ICD Portal is part of Tradeweb, a global leader in electronic trading across asset classes. As a Senior Site Reliability Engineer (SRE), you will ensure the reliability and seamless operation of Tradeweb's global platform and AWS infrastructure, focusing on developing highly reliable software systems and improving overall system performance.
Responsibilities:
- High performance Engineering Organization: contribute to an Agile-Agentic organization, planning, grooming, story ideation that will lead to iterative improvements of our platform
- Security: Prioritize security in all aspects of work, ensuring that it is the foundational consideration in every task performed
- IaC Automation and Tooling: Practice GitSecOps by contributing to the development and delivery of a highly available platform through automation.
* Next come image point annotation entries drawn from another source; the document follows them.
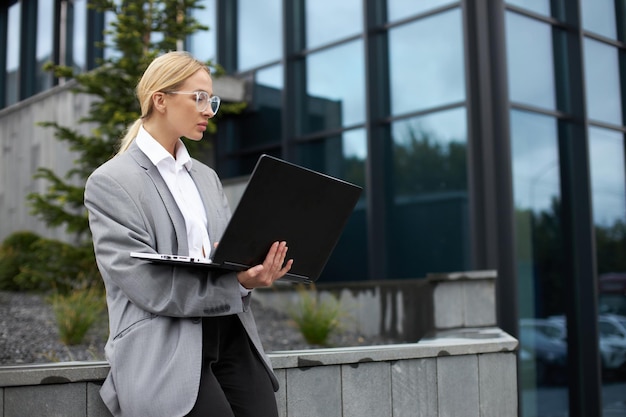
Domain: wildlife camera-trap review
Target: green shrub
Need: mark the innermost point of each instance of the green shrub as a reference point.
(316, 319)
(15, 252)
(76, 312)
(59, 266)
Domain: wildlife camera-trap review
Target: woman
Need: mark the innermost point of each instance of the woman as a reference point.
(183, 341)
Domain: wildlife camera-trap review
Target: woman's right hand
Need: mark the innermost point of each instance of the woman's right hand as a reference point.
(272, 268)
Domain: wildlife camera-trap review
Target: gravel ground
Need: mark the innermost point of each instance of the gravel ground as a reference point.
(28, 333)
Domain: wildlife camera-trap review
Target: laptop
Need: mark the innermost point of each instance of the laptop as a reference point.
(281, 202)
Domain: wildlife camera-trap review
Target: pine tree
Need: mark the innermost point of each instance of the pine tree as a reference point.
(140, 31)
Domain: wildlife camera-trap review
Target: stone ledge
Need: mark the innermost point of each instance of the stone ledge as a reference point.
(447, 343)
(444, 343)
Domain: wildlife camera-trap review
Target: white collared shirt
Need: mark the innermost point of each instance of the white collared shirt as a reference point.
(175, 172)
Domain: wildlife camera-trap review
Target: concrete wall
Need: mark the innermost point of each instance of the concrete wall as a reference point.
(25, 146)
(446, 376)
(463, 367)
(404, 310)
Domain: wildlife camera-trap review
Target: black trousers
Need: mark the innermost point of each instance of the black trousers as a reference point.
(234, 381)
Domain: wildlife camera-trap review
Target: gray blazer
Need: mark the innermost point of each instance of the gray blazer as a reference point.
(155, 341)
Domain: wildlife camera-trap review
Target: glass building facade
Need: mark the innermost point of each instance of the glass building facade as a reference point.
(487, 135)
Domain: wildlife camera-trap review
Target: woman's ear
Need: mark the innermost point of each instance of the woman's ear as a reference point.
(158, 101)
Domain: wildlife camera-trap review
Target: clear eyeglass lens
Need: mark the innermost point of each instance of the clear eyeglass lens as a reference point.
(215, 104)
(203, 101)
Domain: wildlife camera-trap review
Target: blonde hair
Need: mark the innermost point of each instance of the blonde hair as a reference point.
(166, 73)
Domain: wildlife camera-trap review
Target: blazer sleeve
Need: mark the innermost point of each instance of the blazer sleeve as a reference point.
(123, 218)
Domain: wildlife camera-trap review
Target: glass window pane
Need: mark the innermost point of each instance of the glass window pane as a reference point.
(260, 124)
(535, 161)
(13, 54)
(429, 215)
(537, 6)
(399, 9)
(602, 82)
(530, 61)
(79, 36)
(202, 44)
(45, 35)
(329, 20)
(608, 188)
(259, 32)
(343, 156)
(606, 151)
(426, 63)
(599, 16)
(110, 51)
(335, 89)
(538, 244)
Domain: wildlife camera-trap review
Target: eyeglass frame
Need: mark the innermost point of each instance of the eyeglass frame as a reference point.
(210, 99)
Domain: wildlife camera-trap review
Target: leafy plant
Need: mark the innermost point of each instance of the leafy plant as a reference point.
(15, 252)
(315, 318)
(76, 312)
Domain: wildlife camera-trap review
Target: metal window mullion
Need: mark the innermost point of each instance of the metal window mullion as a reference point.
(585, 397)
(379, 163)
(4, 24)
(294, 74)
(28, 50)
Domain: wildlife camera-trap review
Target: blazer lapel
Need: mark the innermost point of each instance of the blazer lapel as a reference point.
(178, 221)
(209, 201)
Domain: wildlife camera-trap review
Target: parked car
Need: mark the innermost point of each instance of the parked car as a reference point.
(543, 349)
(611, 340)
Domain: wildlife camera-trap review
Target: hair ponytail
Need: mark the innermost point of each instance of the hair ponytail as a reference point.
(130, 135)
(166, 72)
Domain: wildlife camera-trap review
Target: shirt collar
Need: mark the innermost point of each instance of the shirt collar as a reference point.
(157, 153)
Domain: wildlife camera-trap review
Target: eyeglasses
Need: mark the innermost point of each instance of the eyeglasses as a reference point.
(202, 100)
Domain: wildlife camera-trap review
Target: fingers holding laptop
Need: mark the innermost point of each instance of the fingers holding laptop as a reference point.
(272, 268)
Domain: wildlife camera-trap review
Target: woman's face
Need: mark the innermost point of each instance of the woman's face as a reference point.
(182, 115)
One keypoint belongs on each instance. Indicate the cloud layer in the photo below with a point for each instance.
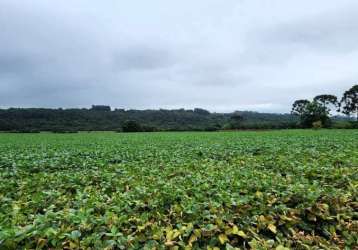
(220, 55)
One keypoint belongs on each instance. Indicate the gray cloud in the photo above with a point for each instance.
(256, 54)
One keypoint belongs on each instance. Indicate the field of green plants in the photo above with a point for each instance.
(279, 190)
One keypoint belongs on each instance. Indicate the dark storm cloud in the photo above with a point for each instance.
(224, 56)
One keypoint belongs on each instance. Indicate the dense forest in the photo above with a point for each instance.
(102, 118)
(305, 114)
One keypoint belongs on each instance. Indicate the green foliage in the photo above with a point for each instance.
(326, 101)
(311, 113)
(224, 190)
(317, 125)
(101, 118)
(131, 126)
(349, 102)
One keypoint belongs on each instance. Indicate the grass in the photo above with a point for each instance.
(289, 189)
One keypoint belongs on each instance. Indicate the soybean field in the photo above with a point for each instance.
(289, 189)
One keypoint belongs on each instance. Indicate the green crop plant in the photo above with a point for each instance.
(279, 190)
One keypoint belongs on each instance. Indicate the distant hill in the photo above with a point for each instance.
(102, 118)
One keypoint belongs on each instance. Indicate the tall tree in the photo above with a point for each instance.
(349, 102)
(299, 107)
(327, 100)
(310, 112)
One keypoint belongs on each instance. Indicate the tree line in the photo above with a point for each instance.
(317, 113)
(305, 114)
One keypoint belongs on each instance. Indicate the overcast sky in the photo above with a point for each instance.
(222, 55)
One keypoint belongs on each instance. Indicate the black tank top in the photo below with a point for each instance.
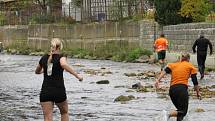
(56, 78)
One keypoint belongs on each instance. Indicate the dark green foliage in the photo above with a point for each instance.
(167, 12)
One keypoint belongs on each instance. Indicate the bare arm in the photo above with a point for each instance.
(211, 48)
(39, 69)
(65, 65)
(194, 46)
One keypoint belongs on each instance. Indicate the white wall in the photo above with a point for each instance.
(68, 9)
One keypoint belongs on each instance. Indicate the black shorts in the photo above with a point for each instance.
(53, 94)
(179, 96)
(161, 54)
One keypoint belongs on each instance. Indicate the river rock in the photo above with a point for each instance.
(137, 86)
(199, 110)
(103, 82)
(122, 98)
(130, 74)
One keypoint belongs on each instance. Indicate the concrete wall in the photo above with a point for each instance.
(109, 35)
(182, 37)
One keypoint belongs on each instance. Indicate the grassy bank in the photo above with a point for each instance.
(103, 52)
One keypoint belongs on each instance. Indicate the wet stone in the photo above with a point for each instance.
(103, 82)
(122, 98)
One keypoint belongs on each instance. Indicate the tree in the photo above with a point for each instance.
(167, 12)
(196, 10)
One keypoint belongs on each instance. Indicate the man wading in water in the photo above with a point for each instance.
(53, 90)
(160, 46)
(180, 73)
(202, 47)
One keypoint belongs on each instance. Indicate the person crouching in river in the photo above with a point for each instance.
(180, 73)
(53, 90)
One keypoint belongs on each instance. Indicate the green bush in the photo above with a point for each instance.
(136, 53)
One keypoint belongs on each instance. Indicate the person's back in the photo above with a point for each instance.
(56, 77)
(202, 44)
(161, 44)
(181, 72)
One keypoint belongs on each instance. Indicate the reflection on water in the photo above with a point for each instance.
(88, 101)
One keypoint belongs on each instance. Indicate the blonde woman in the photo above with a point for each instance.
(53, 90)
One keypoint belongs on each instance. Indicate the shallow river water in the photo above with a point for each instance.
(88, 101)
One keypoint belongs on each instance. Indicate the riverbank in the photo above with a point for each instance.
(88, 100)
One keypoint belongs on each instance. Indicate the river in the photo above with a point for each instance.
(88, 101)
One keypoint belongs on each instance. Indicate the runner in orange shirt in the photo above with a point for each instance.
(160, 46)
(180, 73)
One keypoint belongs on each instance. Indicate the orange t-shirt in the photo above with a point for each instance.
(160, 44)
(181, 72)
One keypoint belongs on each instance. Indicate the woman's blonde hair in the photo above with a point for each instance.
(55, 42)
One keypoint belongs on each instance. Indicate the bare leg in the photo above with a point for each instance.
(173, 113)
(63, 106)
(47, 108)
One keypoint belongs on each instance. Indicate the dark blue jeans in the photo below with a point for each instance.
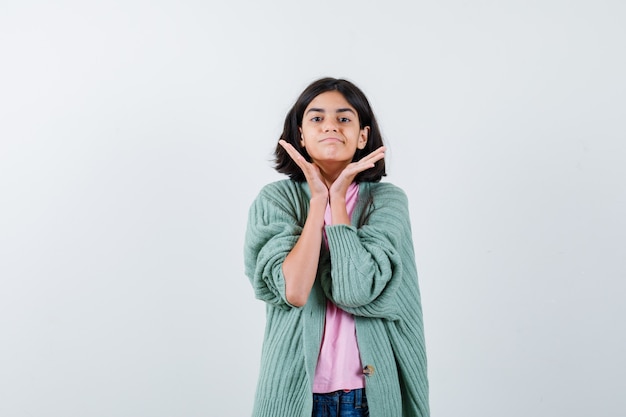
(340, 404)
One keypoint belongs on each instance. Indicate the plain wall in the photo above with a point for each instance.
(134, 136)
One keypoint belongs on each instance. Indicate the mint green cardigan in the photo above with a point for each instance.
(368, 270)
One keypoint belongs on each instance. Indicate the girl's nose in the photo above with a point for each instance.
(330, 126)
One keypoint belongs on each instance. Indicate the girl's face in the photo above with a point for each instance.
(330, 129)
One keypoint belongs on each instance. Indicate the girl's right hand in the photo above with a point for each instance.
(311, 171)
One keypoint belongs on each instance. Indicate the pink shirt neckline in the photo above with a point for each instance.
(339, 363)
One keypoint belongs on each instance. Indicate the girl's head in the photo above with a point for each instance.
(292, 131)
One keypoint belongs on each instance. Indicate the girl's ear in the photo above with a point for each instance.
(363, 137)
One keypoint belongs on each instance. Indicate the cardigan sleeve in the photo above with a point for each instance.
(369, 265)
(272, 231)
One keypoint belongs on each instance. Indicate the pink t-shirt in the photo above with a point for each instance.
(339, 363)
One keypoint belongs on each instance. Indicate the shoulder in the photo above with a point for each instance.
(283, 196)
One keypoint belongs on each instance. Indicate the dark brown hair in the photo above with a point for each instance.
(291, 130)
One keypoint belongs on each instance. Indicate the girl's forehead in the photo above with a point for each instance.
(329, 100)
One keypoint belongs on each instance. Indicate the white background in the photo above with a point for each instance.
(134, 136)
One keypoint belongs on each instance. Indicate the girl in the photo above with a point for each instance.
(330, 251)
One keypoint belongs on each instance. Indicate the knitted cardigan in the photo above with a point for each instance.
(367, 270)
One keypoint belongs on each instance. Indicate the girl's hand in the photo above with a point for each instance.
(343, 181)
(311, 171)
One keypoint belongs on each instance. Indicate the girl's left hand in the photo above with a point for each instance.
(343, 181)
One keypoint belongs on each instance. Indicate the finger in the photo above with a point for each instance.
(294, 154)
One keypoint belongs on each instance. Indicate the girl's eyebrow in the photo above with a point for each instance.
(320, 110)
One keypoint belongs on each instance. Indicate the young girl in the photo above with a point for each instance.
(330, 252)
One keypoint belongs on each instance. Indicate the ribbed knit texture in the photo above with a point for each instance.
(369, 271)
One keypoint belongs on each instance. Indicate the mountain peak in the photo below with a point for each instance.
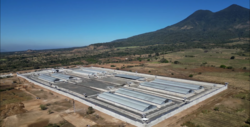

Continually improve the reliability and efficiency of systems through iterative processes while reducing toil
- Reliability Engineering: Work to ensure the reliability and availability of systems. Develop and maintain monitoring tools, analyze system performance, and implement solutions to improve overall system reliability
- Incident Triage and Resolution: Triage issues, assess risk, and prioritize remediation with service teams. Take full ownership and drive resolution of production, quality engineering and development-related infrastructure issues
- Communication and Collaboration: Effectively communicate issue statuses to both R&D and non-technical audiences. Ability to manage context switching when required. Collaborate closely with software development teams to influence architecture and design decisions that impact the reliability and performance of systems
- Observability: Develop observability tools to fulfill the needs of SLOs. Define and measure Service Level Objectives (SLOs) to ensure that the systems meet reliability standards
- On-call Responsibilities: Fulfill regular on-call duties to enable high system availability
Requirements:
- 6+ years of equivalent technology operations and engineering experience (ArgoCD, Kustomize, Pulumi, K8s, LGTM)
- 4+ years of scripting/coding experience in any modern language (Python Preferred)
- 4+ years as an SRE or similar individual-contributor role supporting public cloud (AWS) and cloud native technologies (Lambda, EKS, SNS, SMS, etc.)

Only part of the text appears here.